Introduction to create enterprise call technology based on Flink+Hologres to build a unified data service accelerated real-time data warehouse
Author: Chen Jianxin, a data warehouse development engineer for Caller Technology, currently focusing on the integration of the offline and real-time architecture of Caller Technology's big data platform.
Shenzhen Laidian Technology Co., Ltd. (hereinafter referred to as "Laidian Technology") is a pioneering enterprise in the shared power bank industry. Its main business covers self-service charging of power banks, development of customized shopping mall navigation machines, advertising display equipment and advertising dissemination services. Laidian Technology has a three-dimensional product line in the industry, large, medium and small cabinets, and desktop models. Currently, more than 90% of the cities across the country have achieved business service landing, with more than 200 million registered users, meeting the needs of users in all scenarios.
1. Introduction to Big Data Platform
(1) Development history
The development process of the caller technology big data platform is mainly divided into the following three stages:
1. Discrete 0.X Greenplum
Why is it discrete? Because there was no unified big data platform to support data services before, it was up to each business development line to fetch data or do some calculations, and use a low-profile version of the Greenplum offline service to maintain daily data needs.
2. Offline 1.0 EMR
Later, the architecture was upgraded to offline 1.0 EMR. The EMR here refers to Alibaba Cloud's elastic distributed hybrid cluster service composed of big data, including common components such as Hadoop and HiveSpark offline computing.

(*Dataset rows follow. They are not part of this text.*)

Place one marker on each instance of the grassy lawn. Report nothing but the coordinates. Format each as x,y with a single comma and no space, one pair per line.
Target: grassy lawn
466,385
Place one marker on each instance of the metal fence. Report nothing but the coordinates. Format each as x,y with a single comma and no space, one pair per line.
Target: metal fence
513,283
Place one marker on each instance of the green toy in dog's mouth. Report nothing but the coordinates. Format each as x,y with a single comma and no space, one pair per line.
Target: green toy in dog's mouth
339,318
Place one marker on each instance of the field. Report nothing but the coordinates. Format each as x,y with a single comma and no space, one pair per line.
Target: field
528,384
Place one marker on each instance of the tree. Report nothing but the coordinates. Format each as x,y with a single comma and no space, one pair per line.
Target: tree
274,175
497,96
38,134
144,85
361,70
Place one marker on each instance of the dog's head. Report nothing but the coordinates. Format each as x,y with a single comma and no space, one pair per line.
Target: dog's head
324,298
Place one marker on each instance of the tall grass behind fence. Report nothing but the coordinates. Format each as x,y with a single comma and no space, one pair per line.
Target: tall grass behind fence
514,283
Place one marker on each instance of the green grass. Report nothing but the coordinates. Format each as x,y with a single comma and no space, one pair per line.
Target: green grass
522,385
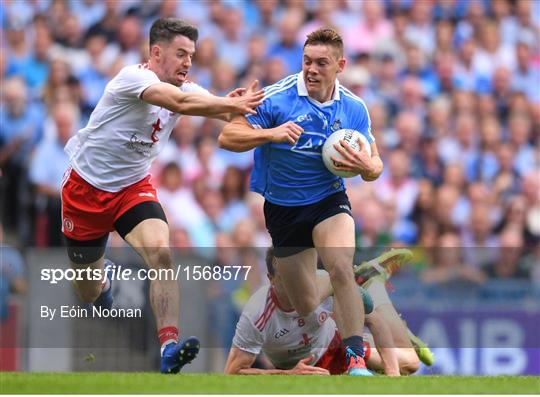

Alibaba Cloud EMR mainly solves our three pain points: First, the level of storage and computing resources is scalable; second, it solves the development and maintenance problems caused by the heterogeneous data of each business line, and the platform is cleaned and warehoused; third, we can build Our own data warehouse hierarchical system divides a subject domain to lay a solid foundation for our indicator system.
3. Real-time, unified 2.0 Flink+Hologres
The "Flink+Hologres" real-time data warehouse that is currently being experienced is also the core of this article. It has brought two qualitative changes to our big data platform, one is real-time computing, and the other is unified data services. Based on these two points, we accelerate the exploration of knowledge data and promote the rapid development of business.
(2) Platform capabilities
In general, the 2.0 version of the big data platform provides the following capabilities:
1) Data integration
The platform now supports real-time or offline integration of business databases or business data logs.
2) Data development
The platform now supports offline computing based on Spark and real-time computing based on Flink.
3) Data service
The data service is mainly composed of two parts: one part is the analysis service and ad hoc analysis capability provided by Impala, and the other part is the interactive analysis capability for business data provided by Hologres.
4) Data application
At the same time, the platform can be directly connected to common BI tools, and business systems can also be quickly integrated and connected.
(3) Achievements
The capabilities provided by the big data platform have brought us a lot of achievements, which can be summarized in the following five points:
1) Horizontal expansion
The core of the big data platform is the distributed architecture, so that we can scale storage or computing resources horizontally at low cost.
2) Resource sharing
The resources available to all servers can be integrated. In the previous architecture, each business department maintained a set of clusters, which would cause some waste, it was difficult to ensure reliability, and the freight cost was high. Now, the platform is uniformly scheduled.
3) Data sharing
It integrates all the business data of the business department and other heterogeneous data source data such as business logs, and is uniformly cleaned and connected by the platform.
4) Service sharing
After the data is shared, the platform will uniformly export services to the outside world, and each business line does not need to repeat the development by itself, and can quickly get the data support provided by the platform.
5) Security assurance
The platform provides a unified security authentication and other authorization mechanism, which can achieve different levels of fine-grained authorization to different people to ensure data security.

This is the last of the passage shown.